1934’te Seçim Yasası’nda yapılan değişiklik ile bundan tam 86 yıl önce kadınlar, en demokratik haklarına kavuştular!..
Evet, seçme ve seçilme hakkı elde ettiler…
Ama nasıl?
Kimler seçilme hakkı elde etti?
1934’den birkaç yıl öncesine kadar kadınların seçme ve seçilme haklarını özgürce kullandığını söylemek olanaklı mı?
Daha bir kaç yıl öncesine kadar başörtülü kadınlar kamusal alanda yasaklı değiller miydi?
Başörtülü diye 21 yıl önce Merve Kavakçı meclisten kovulmadı mı?
Kavakçı, vekil statüsünü resmen kazanmak için gerekli tüm bürokratik işlemleri yaptırıp, TBMM'ye kaydolmasına karşın Meclis albümü için başörtüsüyle fotoğraf çektirmediği için sorun çıkartılmadı mı?
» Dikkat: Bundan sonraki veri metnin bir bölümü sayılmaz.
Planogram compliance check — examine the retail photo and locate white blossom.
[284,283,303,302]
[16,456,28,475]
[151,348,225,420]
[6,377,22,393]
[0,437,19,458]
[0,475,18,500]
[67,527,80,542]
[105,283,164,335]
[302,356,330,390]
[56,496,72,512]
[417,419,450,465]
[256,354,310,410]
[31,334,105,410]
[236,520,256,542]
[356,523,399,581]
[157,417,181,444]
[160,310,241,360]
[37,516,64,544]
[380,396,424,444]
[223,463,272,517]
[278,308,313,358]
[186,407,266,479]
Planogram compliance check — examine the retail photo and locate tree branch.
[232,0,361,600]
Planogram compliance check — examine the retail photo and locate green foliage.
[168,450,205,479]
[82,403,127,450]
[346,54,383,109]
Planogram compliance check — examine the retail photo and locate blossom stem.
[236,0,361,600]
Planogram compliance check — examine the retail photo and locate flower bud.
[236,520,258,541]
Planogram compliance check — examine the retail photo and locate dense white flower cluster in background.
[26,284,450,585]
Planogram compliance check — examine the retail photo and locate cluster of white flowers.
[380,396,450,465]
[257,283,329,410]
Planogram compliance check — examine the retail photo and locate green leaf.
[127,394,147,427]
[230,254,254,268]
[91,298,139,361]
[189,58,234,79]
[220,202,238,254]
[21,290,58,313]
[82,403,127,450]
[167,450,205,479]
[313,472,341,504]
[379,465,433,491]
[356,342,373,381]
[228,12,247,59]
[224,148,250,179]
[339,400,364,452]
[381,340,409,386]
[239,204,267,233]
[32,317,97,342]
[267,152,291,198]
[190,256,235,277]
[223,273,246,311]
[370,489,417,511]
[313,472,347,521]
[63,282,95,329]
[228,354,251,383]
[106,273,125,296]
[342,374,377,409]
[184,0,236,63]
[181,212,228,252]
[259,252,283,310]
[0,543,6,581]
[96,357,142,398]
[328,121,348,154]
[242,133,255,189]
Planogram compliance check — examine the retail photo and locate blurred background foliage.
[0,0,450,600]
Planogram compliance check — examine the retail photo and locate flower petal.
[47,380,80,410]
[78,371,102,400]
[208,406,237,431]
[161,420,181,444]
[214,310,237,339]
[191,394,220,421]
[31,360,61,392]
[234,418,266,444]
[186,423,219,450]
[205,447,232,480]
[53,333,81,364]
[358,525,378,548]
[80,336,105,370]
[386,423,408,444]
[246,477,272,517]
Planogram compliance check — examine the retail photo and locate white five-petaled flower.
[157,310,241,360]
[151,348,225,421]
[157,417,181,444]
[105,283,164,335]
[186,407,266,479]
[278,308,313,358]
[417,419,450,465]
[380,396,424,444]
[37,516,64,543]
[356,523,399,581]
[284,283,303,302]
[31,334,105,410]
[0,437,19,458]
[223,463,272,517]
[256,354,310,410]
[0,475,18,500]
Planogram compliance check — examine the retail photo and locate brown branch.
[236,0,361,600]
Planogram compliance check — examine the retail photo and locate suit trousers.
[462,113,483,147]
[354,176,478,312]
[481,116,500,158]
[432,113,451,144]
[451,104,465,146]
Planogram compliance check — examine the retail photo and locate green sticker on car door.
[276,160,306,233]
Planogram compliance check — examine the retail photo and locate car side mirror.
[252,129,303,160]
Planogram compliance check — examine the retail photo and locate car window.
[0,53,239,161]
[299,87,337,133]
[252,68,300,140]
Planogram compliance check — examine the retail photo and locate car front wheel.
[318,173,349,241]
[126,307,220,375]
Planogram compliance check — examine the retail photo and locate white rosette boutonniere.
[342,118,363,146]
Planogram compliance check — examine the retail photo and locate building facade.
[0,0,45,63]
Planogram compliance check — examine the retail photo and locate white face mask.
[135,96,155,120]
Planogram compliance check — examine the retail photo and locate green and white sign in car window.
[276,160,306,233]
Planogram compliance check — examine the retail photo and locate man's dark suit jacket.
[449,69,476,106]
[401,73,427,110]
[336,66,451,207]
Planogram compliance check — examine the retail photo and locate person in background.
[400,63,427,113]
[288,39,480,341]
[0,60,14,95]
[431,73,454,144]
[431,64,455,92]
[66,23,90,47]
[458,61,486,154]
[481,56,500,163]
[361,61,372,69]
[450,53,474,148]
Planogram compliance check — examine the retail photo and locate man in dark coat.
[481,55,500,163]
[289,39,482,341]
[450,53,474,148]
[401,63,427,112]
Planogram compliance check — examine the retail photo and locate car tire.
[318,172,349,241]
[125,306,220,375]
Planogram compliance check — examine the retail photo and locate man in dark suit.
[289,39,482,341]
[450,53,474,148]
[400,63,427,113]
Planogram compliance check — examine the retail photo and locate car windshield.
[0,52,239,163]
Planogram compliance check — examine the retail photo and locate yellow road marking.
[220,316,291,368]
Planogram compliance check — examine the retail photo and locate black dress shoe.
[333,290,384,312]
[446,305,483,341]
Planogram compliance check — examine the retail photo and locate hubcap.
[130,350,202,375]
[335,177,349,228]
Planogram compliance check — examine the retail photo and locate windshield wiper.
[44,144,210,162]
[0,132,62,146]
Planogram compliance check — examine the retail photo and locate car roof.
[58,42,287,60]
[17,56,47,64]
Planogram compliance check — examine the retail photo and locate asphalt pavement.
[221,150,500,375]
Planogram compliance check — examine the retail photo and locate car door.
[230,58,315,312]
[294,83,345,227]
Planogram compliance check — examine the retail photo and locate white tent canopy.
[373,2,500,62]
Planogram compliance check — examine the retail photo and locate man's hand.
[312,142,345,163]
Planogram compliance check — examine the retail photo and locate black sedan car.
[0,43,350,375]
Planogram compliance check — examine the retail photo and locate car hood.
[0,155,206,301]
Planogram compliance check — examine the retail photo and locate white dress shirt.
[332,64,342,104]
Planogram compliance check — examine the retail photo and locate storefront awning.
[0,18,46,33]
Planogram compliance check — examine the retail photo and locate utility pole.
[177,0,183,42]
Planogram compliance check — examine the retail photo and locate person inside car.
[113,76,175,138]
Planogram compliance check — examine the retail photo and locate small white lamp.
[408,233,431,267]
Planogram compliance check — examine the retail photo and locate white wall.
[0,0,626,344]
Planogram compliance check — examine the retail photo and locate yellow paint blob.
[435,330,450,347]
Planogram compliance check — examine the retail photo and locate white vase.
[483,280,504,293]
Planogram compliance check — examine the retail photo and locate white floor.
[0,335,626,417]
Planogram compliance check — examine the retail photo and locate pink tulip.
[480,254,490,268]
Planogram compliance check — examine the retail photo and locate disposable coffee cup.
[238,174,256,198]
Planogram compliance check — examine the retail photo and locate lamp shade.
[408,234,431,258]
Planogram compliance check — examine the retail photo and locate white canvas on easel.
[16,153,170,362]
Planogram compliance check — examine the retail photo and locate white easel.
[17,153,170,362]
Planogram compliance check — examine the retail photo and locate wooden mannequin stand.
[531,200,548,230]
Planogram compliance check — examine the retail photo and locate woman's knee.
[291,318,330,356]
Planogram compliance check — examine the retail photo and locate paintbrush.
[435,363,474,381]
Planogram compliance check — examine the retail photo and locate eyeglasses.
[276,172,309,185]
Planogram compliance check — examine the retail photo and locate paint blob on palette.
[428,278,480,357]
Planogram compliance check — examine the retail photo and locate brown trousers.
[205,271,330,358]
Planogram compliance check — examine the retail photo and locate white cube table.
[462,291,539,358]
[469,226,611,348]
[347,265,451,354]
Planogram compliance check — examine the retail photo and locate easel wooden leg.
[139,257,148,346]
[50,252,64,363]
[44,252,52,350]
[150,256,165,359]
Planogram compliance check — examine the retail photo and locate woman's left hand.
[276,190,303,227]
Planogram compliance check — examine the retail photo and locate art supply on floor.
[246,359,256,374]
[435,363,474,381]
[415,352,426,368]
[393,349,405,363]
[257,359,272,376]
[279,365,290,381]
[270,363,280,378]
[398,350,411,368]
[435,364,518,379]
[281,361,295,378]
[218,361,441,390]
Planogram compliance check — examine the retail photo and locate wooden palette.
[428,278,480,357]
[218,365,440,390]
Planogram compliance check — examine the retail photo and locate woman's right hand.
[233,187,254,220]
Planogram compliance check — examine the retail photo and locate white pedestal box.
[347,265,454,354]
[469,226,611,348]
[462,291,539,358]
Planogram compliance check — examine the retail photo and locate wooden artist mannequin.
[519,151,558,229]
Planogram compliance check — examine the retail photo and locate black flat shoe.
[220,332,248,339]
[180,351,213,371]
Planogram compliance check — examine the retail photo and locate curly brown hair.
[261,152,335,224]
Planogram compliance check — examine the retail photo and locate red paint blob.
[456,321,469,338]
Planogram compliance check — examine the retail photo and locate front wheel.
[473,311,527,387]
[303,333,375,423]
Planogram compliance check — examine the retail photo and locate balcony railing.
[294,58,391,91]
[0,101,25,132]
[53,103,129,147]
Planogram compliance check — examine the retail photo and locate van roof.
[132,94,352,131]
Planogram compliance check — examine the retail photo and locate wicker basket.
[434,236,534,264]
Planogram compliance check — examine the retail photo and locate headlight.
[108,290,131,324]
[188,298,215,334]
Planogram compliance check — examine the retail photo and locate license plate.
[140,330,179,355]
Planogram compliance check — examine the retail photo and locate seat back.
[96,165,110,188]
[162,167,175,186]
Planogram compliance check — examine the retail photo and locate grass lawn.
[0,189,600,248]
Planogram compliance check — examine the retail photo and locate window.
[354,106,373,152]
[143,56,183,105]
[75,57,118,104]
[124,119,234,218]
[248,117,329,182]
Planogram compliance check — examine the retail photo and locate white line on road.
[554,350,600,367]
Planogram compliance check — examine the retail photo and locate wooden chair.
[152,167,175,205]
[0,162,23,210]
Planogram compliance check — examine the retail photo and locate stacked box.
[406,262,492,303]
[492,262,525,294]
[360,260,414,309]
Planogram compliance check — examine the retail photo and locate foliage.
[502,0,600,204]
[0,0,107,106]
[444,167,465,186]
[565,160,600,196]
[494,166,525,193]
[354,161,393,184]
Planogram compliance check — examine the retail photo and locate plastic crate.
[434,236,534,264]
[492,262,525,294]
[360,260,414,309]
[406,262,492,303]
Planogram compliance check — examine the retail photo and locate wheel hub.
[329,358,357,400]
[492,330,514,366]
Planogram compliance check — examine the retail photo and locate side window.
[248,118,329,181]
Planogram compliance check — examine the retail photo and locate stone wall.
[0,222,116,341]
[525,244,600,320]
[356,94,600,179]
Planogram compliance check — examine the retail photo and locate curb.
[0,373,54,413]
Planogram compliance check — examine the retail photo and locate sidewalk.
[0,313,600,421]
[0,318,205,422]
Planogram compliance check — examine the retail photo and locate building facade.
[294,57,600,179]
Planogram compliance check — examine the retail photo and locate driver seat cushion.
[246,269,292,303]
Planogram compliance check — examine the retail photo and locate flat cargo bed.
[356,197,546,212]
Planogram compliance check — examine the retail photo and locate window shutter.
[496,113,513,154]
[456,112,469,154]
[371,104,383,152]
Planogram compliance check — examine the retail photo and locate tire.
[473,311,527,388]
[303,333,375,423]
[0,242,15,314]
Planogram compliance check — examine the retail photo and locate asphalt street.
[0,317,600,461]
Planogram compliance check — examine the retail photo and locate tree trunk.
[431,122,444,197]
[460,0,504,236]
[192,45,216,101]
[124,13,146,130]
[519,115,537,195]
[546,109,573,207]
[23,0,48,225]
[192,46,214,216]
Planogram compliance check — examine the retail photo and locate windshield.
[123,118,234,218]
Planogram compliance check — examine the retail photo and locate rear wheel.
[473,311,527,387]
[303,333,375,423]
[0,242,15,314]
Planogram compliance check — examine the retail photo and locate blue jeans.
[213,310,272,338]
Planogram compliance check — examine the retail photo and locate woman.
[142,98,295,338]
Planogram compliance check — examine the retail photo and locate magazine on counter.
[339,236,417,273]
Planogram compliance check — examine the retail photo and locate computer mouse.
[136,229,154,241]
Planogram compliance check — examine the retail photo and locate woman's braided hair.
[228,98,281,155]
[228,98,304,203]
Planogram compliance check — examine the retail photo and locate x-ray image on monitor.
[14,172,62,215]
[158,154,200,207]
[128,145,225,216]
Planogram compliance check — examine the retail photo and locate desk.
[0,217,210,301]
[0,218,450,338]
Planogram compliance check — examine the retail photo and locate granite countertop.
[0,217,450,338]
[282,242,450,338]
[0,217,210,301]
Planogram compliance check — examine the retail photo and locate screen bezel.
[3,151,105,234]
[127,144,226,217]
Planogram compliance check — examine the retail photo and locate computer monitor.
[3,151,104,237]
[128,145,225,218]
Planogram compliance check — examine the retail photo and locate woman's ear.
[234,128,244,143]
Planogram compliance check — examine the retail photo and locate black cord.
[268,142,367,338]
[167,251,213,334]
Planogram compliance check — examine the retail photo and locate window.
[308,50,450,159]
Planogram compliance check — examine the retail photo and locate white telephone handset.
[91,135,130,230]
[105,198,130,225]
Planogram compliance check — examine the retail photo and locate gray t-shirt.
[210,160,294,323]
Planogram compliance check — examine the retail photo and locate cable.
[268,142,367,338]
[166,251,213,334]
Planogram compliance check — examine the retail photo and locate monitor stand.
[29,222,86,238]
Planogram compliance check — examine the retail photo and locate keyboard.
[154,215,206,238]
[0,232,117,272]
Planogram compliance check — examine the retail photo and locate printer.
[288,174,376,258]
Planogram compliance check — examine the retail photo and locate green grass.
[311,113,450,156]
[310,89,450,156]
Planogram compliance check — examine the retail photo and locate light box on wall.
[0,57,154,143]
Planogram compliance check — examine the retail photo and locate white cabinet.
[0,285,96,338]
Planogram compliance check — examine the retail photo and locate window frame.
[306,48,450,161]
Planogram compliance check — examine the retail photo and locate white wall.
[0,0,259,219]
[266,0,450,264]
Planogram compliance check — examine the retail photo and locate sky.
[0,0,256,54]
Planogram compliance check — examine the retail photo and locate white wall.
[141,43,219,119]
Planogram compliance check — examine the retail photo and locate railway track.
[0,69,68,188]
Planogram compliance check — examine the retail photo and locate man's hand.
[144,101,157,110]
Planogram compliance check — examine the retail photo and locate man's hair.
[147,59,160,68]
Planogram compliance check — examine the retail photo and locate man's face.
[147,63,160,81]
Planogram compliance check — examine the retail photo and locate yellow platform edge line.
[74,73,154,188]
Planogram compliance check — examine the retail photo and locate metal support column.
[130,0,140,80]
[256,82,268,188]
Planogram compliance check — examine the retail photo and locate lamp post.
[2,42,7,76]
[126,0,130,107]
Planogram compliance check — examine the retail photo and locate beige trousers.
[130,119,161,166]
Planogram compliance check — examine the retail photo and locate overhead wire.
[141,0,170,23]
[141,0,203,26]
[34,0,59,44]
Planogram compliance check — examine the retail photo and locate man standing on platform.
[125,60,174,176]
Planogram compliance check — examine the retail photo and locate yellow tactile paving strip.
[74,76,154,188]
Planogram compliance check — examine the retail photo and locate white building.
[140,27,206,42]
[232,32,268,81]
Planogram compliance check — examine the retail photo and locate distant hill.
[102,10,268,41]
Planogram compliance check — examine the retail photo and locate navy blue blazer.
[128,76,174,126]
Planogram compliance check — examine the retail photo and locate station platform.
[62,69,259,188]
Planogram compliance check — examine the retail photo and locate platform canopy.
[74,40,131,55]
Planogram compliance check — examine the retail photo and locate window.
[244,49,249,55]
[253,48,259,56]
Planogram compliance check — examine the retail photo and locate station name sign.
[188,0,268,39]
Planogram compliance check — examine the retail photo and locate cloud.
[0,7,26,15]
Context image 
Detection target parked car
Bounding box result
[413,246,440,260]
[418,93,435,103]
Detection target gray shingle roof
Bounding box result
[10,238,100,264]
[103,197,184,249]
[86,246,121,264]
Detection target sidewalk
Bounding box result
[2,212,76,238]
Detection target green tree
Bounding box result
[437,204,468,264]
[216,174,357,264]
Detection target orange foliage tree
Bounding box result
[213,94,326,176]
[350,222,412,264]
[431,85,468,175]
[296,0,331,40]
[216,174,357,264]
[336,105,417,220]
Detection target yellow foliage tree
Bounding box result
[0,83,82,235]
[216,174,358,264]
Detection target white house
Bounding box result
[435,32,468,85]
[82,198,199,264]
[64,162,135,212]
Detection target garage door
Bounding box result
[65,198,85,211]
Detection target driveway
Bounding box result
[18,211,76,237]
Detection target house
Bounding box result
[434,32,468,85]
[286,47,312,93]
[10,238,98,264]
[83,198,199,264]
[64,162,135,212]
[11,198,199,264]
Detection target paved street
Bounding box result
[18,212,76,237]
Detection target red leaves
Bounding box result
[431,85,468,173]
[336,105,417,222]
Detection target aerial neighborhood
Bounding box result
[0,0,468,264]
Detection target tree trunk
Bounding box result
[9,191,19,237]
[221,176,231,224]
Nasıl oluyordu bu ‘Türk kadınının seçme ve seçilme hakkı kazanma’ olayı?
Evet, 1934 salt kadın haklarının geliştirilmesinin temelinin atıldığı yıl olmuştur.
Ama bu mücadele sonrasında da sürmüştür…
* * *
1999 seçimlerinde iki başörtülü kadın aday TBMM'ye girmeye hak kazanmıştı; MHP'den Nesrin Ünal ve Fazilet Partisi'nden Merve Kavakçı.
O dönemde, kamuda başörtüsü yasağı olduğundan, gözler de bu iki milletvekilinin başörtüsü konusunda nasıl bir tavır alacaklarına çevrilmişti.
MHP'li Ünal Genel Kurul çalışmalarına başörtüsünü çıkararak katılacağını açıkladı.
Kavakçı ise, başörtüsüyle milletvekili yemini edeceğini söyledi.
O dönemin Fazilet Partisi Genel Başkanı Recai Kutan da Kavakçı'ya sahip çıkarak, "Nasıl isterse öyle hareket edecektir" dedi.
Ama yemin ettirilmedi bilineceği üzere…
Daha 6-7 yıl olmadı mı kadınların başörtüsüyle meclise seçilebilmeleri hakkını elde edebilmeleri bu ülkede?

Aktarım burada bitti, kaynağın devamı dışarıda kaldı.